Ein Coming-out ist für viele LGBTIQ*-Personen noch immer schwer und ein großer Schritt

Zum Glück haben sich in Österreich die rechtlichen Rahmenbedingungen für queere Menschen in den vergangenen Jahren verbessert. Dennoch beobachte ich in meiner psychotherapeutischen Praxis, dass ein Coming-out für viele LGBTIQ*-Personen noch immer schwierig und ein großer Schritt ist. Ich bin erschüttert, mit welchen Anfeindungen und Diskriminierungen gerade junge Menschen hier konfrontiert sind. „Schwuchtel“ gehört leider weiterhin zu den meistverbreiteten Schimpfwörtern in den Schulen. Umso notwendiger ist in Wien ein queeres Jugendzentrum, wie es von der Stadt geplant wird. In die psychotherapeutische Praxis kommen Menschen mit Depressionen, starken Ängsten oder anderen psychischen Herausforderungen. Sie erzählen zu Beginn oft nicht, dass sie lesbisch, schwul, bi, trans*, inter* oder queer sind. Denn es braucht Zeit und den Aufbau von Vertrauen, damit sich die Menschen langsam öffnen können. Wichtig dabei ist, den Druck und Stress herauszunehmen. Was ein Coming-out betrifft, so muss sich nicht jede Person gleich in der Familie, vor Verwandten, in der Schule oder am Arbeitsplatz outen. Sondern zunächst geht es darum, behutsam mit den Ängsten umzugehen und sich langsam selbst zu akzeptieren und sich anzunehmen.

Selbstakzeptanz kann erlernt werden

Jede Person, ob lesbisch, schwul, bi, trans*, inter* queer, ist in Ordnung und hat es verdient, zu lieben und geliebt zu werden. Selbstakzeptanz kann erlernt werden. Bei der Auseinandersetzung mit sich selbst können queere Vorbilder im Film, im Fernsehen (queere Netflix-Serien sind hier zu empfehlen) und in Romanen hilfreich sein. Die Erzählungen von anderen Menschen können motivieren, inspirieren und vielleicht Wege für die eigene Entfaltung aufzeigen.

Auch queere Vorbilder machten anfangs eine schwierige Zeit durch, wie das Beispiel von Alexander Walzel sein. Er kommt aus einem Ort in der Nähe von Linz und ist heute mit dem Namen Aquamarin einer der bekanntesten Youtuber*innen Österreichs. Ihm folgen rund 150.000 Menschen in den sozialen Netzwerken. Er hatte eine schöne Kindheit, bis seine Sexualität ein Thema wurde. „Die anderen Kinder haben früh gemerkt, dass ich anders bin. Es sind schlimme Dinge passiert. Mobbing, körperliche Gewalt, Ausgrenzung“, erzählt er im jüngst erschienenen Buch „Coming-out“ (riva Verlag). Hier schildern LGBTIQ*-Personen, wie sie schwierige Phasen überwunden und gelernt haben, sich selbst zu akzeptieren.

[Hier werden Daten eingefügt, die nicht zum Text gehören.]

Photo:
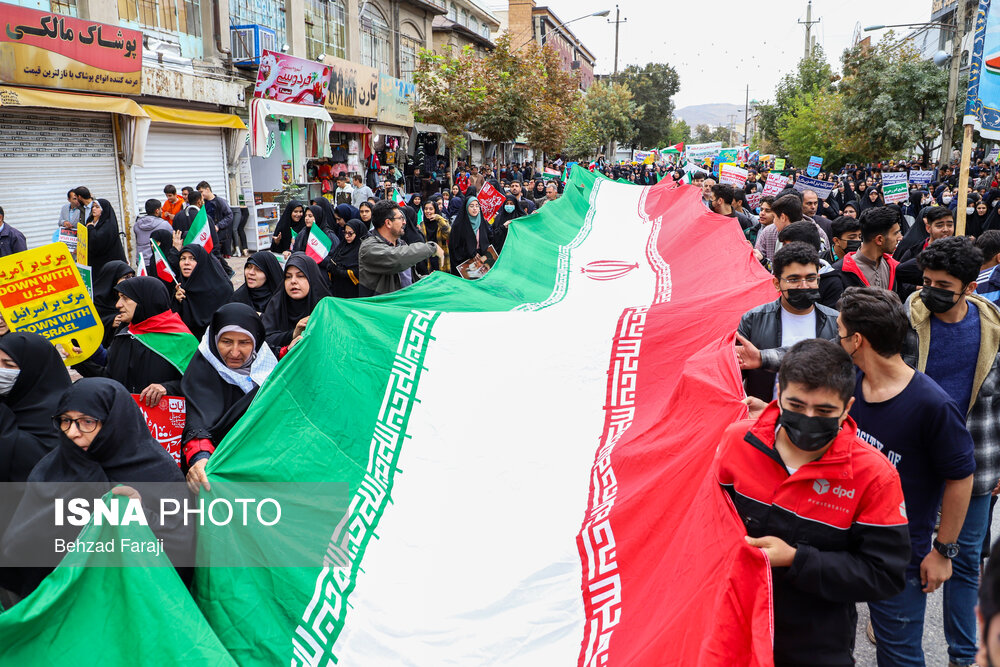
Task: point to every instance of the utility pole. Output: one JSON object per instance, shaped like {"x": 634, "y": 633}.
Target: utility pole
{"x": 808, "y": 23}
{"x": 746, "y": 117}
{"x": 956, "y": 60}
{"x": 618, "y": 20}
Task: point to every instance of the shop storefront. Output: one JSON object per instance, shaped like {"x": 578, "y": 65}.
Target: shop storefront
{"x": 52, "y": 140}
{"x": 390, "y": 135}
{"x": 289, "y": 129}
{"x": 352, "y": 102}
{"x": 185, "y": 147}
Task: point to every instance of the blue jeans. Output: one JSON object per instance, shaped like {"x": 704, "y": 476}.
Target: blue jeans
{"x": 961, "y": 590}
{"x": 899, "y": 626}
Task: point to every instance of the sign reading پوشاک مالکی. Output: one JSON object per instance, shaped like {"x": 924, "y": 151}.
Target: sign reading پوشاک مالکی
{"x": 894, "y": 186}
{"x": 285, "y": 78}
{"x": 41, "y": 291}
{"x": 54, "y": 51}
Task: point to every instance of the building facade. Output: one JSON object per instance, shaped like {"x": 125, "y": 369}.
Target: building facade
{"x": 174, "y": 102}
{"x": 527, "y": 22}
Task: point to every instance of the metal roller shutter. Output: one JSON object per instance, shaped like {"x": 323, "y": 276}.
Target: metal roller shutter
{"x": 45, "y": 153}
{"x": 181, "y": 155}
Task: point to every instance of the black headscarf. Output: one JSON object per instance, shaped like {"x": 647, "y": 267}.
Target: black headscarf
{"x": 464, "y": 243}
{"x": 122, "y": 452}
{"x": 105, "y": 296}
{"x": 206, "y": 289}
{"x": 326, "y": 222}
{"x": 283, "y": 312}
{"x": 26, "y": 430}
{"x": 104, "y": 243}
{"x": 257, "y": 297}
{"x": 215, "y": 405}
{"x": 499, "y": 229}
{"x": 286, "y": 225}
{"x": 149, "y": 294}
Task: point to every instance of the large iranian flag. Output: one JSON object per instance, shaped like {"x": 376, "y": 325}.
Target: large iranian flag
{"x": 528, "y": 458}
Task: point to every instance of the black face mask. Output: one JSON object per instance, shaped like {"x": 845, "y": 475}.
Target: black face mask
{"x": 800, "y": 299}
{"x": 808, "y": 433}
{"x": 937, "y": 299}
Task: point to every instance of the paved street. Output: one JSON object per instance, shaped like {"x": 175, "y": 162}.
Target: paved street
{"x": 935, "y": 648}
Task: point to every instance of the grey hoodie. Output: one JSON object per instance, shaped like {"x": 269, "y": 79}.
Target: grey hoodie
{"x": 143, "y": 228}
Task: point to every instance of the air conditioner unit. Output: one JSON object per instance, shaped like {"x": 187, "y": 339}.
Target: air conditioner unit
{"x": 249, "y": 42}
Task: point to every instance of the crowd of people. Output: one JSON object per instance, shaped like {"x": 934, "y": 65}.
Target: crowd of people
{"x": 868, "y": 471}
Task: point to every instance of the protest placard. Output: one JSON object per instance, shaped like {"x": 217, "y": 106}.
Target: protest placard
{"x": 821, "y": 188}
{"x": 733, "y": 175}
{"x": 774, "y": 184}
{"x": 41, "y": 291}
{"x": 165, "y": 422}
{"x": 698, "y": 152}
{"x": 894, "y": 186}
{"x": 490, "y": 201}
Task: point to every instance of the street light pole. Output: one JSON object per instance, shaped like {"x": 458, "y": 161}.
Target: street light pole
{"x": 956, "y": 61}
{"x": 618, "y": 20}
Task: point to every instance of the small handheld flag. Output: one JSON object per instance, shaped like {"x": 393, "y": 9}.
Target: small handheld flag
{"x": 199, "y": 232}
{"x": 318, "y": 245}
{"x": 163, "y": 270}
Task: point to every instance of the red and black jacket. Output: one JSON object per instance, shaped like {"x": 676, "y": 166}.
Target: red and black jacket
{"x": 844, "y": 514}
{"x": 846, "y": 273}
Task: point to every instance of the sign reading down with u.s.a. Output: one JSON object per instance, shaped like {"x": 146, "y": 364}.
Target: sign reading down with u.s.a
{"x": 41, "y": 291}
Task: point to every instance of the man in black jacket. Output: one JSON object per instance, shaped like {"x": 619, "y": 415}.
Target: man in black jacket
{"x": 872, "y": 264}
{"x": 767, "y": 331}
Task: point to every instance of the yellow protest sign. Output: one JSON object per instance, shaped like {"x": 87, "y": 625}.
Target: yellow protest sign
{"x": 82, "y": 244}
{"x": 41, "y": 291}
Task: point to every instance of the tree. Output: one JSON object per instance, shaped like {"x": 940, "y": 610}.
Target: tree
{"x": 653, "y": 87}
{"x": 451, "y": 92}
{"x": 611, "y": 110}
{"x": 812, "y": 75}
{"x": 510, "y": 91}
{"x": 680, "y": 131}
{"x": 893, "y": 100}
{"x": 557, "y": 94}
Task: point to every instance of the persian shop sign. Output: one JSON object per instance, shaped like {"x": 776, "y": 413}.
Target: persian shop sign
{"x": 394, "y": 98}
{"x": 54, "y": 51}
{"x": 289, "y": 79}
{"x": 353, "y": 88}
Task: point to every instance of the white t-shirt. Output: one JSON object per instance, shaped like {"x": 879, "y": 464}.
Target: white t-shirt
{"x": 797, "y": 327}
{"x": 793, "y": 329}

Schlimme Diskriminierungen

Bei Aquamarin war die Diskriminierung besonders schlimm. In der Schule sei er jahrelang „Schwuchtel“, „Mädchen“ und „Homofürst“ genannt worden. Im Alter von 14 Jahren habe er sich in einen Klassenkameraden verliebt. „Da ist mir dann endlich ganz bewusst geworden, dass ich schwul bin“, sagt er. Aquamarin traute sich, dem Klassenkameraden einen Liebesbrief zu schreiben. Doch der andere las den Brief vor der ganzen Schulklasse vor. Nach dieser Demütigung wurde das Mobbing noch heftiger. Dabei war er ganz alleine. Keine Person hat ihm geholfen – weder Lehrer*innen, noch Mitschüler*innen oder Freund*innen. „Ich musste selbst damit fertig werden. Niemand hat sich für meine Situation interessiert. Heute glaube ich, dass mich das stärker gemacht hat“, so Aquamarin. Er zog sich damals in ein Schneckenhaus zurück und hielt andere Menschen aus Angst vor Angriffen und Verletzungen auf Distanz. Hinzu kam das Unverständnis seiner Eltern. „Es gab lange Gespräche und Streitigkeiten. Anfangs sagten sie, dass ich meine Homosexualität nicht in ihrem Haus ausleben durfte.“ Mittlerweile haben seine Eltern die Homosexualität akzeptiert.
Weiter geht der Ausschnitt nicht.